Heeft u aangedrongen bij de Hoge Vertegenwoordiger van de Europese Unie Ashton, om gerichte sancties in te stellen, zoals het bevriezen van tegoeden, reisverboden en een wapenembargo? Zo nee, bent u bereid dit alsnog te doen?

Antwoord 2 en 3

Ja, ik heb zowel mondeling als schriftelijk de volgende maatregelen voorgesteld:

  • 1) Opschorting van het officiële EU-hulpprogramma met de Syrische autoriteiten en proces naar het EU-associatieakkoord (v.w.b. het hulpprogramma dient de opschorting alleen de relatie met de overheid te raken).

  • 2) Sancties tegen verantwoordelijken van het geweld en instelling van een wapenembargo.

  • 3) Agendering van de situatie in de VNVR en de VN-Mensenrechtenraad.

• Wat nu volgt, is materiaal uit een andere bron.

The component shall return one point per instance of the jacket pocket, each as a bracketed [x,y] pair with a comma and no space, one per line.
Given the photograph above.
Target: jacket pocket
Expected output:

  • 4) Voorkomen dat Syrië gekozen wordt in de VN-Mensenrechtenraad.

De VN-Mensenrechtenraad heeft het optreden van Syrië veroordeeld en opgeroepen tot een «fact-finding»-missie van het Hoge Commissariaat voor de Mensenrechten. De EU heeft inmiddels een wapenembargo en een verbod op de uitvoer van goederen bestemd voor interne repressie ingesteld. In haar verklaring van 29 april jl. kondigde de Hoge Vertegenwoordiger aan dat naast het nemen van aanvullende maatregelen, de EU het proces naar het Associatie-Akkoord opschort en het hulpprogramma tegen het licht zal houden. In haar verklaring van 9 mei kondigde de HV aan dat besloten was tot het instellen van een bevriezing van tegoeden en een reisverbod tegen 13 personen die verantwoordelijk gehouden kunnen worden voor het gewelddadig optreden van de autoriteiten tegen demonstranten.

Vraag 4

Op welke manier zult u, ook in EU- en VN-verband, samenwerken met Turkije om het Syrische regime een halt toe te roepen?

Antwoord 4

Ik ben van mening dat de inspanningen van de EU en Turkije elkaar in de regio kunnen versterken. Zo riep de Turkse premier Erdoğan het Syrische regime onlangs onder meer op tot onverwijlde democratisering. Gegeven de goede contacten van Turkije met de Syrische regering, is het van belang waar mogelijk – ook in EU- en VN-verband – gezamenlijk op te trekken. In elk geval blijven de regionale ontwikkelingen in consultaties met de Turkse regering aan de orde komen.

Vraag 5

Heeft u opgeroepen tot een buitengewone zitting van de VN-Mensenrechtenraad om de situatie in Syrië, maar ook in Bahrein en Jemen te bespreken? Zo nee, bent u bereid dit alsnog te doen?

Antwoord 5

Deze buitengewone zitting heeft op initiatief van de VS en met steun van Nederland, reeds plaatsgevonden, met de uitkomst zoals geschetst in het antwoord op vraag 2.

Vraag 6 en 7

Heeft u de Syrische autoriteiten klemmend verzocht om internationale waarnemers en journalisten in Syrië toe te laten? Zo nee, wanneer zal dit gebeuren?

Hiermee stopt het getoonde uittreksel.